Devin Wax is not so happy with the significance attached in the current cultural climate to ordinary choices like where to eat. He wishes a chicken filet sandwich were merely a chicken filet sandwich:
We’re witnessing a convergence of two developments.
Development #1: Consumerism as a Religion
The first development is the lifting up of our consumer choices to the level of religion.
In American society, we are more and more inclined to define ourselves by what and how we consume. We no longer buy things to meet our needs, but to become something, or to express who we are.
“Brands are the new religion,” says Douglas Atkin, writing about customer loyalty. People express their own identities through what they buy.
With an endless sea of choices, Skye Jethani says, “individuality is the new conformity.” Choice is a powerful factor in a consumer society, because more choices provide more ways for consumers to demonstrate their uniqueness.
Development #2: Politics as Religion
The second development is the lifting up of our political views to the level of religion.
In American society, we are more likely to see political views as non-negotiable aspects of our true selves.
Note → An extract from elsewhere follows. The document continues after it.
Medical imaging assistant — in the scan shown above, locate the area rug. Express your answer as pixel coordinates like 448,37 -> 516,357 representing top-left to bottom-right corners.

This is why recent research shows families having a harder time with a son or daughter who wants to marry someone from an opposing political party than from a different religion!
Tell me how Neo-Calvinism did not add momentum to this. When all of our choices have religious significance, how different is that from the “personal is political” that feminists and other politics of identity advocates taught us? Now Mr. Trax wants a cigar (okay, a bubble gum cigar) to be only a cigar?
If more New Calvinists had read 2kers more than Tim Keller, had understood that religion is different from common life, had been content with Reformed worship instead of transformed cities, had valued church officers more than every membered ministry, they might be able to eat tacos without the least concern for larger significance — political or religious.